The image you’re projecting is focused in the air, but you can’t see it unless something reflects the light to your eyes. The moving wand reflects the light just as the screen does, except that the wand reflects the image piece by piece.
When this reflected light enters your eyes, it makes an image on your retina. Your eyes retain each piece of the image for about 1/30th of a second—long enough to let you put the pieces together to make a composite picture if the wand is moving fast enough.
Your eye’s tendency to hang onto an image for a fraction of a second is called persistence of vision. Persistence of vision occurs because the light detectors in your eyes, the rods and the cones, continue to fire electrical signals to your brain even after a very short pulse of light has come and gone.

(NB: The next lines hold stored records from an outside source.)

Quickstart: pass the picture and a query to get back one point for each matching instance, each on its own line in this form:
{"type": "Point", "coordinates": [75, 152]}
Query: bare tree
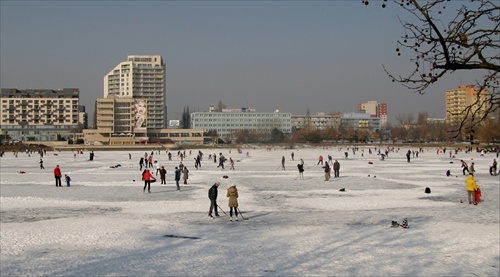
{"type": "Point", "coordinates": [470, 40]}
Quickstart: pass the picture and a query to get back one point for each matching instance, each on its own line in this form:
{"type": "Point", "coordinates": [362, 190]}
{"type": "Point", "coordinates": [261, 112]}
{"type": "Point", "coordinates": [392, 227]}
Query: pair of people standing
{"type": "Point", "coordinates": [232, 193]}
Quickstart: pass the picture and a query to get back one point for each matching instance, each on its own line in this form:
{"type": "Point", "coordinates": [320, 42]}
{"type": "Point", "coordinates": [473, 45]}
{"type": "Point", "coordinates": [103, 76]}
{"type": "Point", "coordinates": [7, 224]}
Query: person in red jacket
{"type": "Point", "coordinates": [147, 177]}
{"type": "Point", "coordinates": [57, 175]}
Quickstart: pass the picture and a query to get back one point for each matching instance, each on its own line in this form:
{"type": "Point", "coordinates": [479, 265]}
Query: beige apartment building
{"type": "Point", "coordinates": [143, 77]}
{"type": "Point", "coordinates": [41, 114]}
{"type": "Point", "coordinates": [460, 98]}
{"type": "Point", "coordinates": [122, 121]}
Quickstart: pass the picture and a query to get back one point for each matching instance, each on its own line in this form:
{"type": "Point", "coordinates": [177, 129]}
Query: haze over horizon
{"type": "Point", "coordinates": [323, 56]}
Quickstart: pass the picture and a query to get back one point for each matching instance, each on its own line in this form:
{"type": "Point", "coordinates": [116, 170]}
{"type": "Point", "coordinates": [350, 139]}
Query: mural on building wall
{"type": "Point", "coordinates": [140, 115]}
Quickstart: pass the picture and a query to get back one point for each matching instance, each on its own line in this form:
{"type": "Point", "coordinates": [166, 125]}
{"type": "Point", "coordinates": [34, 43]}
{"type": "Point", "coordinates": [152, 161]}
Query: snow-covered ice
{"type": "Point", "coordinates": [105, 225]}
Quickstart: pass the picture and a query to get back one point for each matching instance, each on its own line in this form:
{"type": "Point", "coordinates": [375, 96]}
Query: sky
{"type": "Point", "coordinates": [104, 225]}
{"type": "Point", "coordinates": [321, 56]}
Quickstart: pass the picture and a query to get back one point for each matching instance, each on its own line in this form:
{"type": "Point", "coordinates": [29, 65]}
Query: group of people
{"type": "Point", "coordinates": [232, 194]}
{"type": "Point", "coordinates": [327, 167]}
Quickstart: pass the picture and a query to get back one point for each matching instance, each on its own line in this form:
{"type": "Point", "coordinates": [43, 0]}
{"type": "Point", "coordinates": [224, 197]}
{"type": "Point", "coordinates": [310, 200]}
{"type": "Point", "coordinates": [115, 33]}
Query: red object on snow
{"type": "Point", "coordinates": [478, 195]}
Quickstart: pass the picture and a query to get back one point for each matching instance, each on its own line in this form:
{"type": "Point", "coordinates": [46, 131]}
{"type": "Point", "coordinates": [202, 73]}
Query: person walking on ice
{"type": "Point", "coordinates": [336, 169]}
{"type": "Point", "coordinates": [185, 174]}
{"type": "Point", "coordinates": [177, 177]}
{"type": "Point", "coordinates": [465, 167]}
{"type": "Point", "coordinates": [147, 177]}
{"type": "Point", "coordinates": [231, 163]}
{"type": "Point", "coordinates": [232, 193]}
{"type": "Point", "coordinates": [57, 176]}
{"type": "Point", "coordinates": [471, 189]}
{"type": "Point", "coordinates": [212, 195]}
{"type": "Point", "coordinates": [68, 180]}
{"type": "Point", "coordinates": [163, 173]}
{"type": "Point", "coordinates": [300, 167]}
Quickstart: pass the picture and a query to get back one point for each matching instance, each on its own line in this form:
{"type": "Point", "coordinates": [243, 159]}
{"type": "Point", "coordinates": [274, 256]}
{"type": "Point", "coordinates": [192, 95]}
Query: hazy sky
{"type": "Point", "coordinates": [325, 56]}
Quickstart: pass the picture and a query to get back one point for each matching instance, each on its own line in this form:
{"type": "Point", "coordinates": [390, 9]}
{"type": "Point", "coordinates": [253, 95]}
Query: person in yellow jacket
{"type": "Point", "coordinates": [471, 188]}
{"type": "Point", "coordinates": [232, 193]}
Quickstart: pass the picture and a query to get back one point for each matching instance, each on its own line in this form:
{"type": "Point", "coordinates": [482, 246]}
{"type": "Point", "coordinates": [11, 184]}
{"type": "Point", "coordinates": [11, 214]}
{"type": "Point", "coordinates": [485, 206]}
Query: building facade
{"type": "Point", "coordinates": [457, 100]}
{"type": "Point", "coordinates": [361, 121]}
{"type": "Point", "coordinates": [375, 109]}
{"type": "Point", "coordinates": [142, 77]}
{"type": "Point", "coordinates": [122, 121]}
{"type": "Point", "coordinates": [317, 121]}
{"type": "Point", "coordinates": [41, 114]}
{"type": "Point", "coordinates": [228, 121]}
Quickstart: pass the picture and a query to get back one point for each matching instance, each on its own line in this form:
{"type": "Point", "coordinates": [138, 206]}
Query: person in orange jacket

The deformed images produced when you move the wand in the shape of a cylinder or cone are examples of a map projection. The flat image of the slide is projected onto a curved surface. The resulting deformations are like those that occur when the spherical surface of the earth is mapped onto a flat map.
You might wonder if you could see the image by looking directly into the slide projector from the place where the screen used to be. The light in most projectors is too bright to try this experiment. However, the answer is no. Your eye can only make images of the light that actually enters the pupil. When you put your eyes where the screen was, light from only a small part of the image enters your eye, so you cannot see the entire image.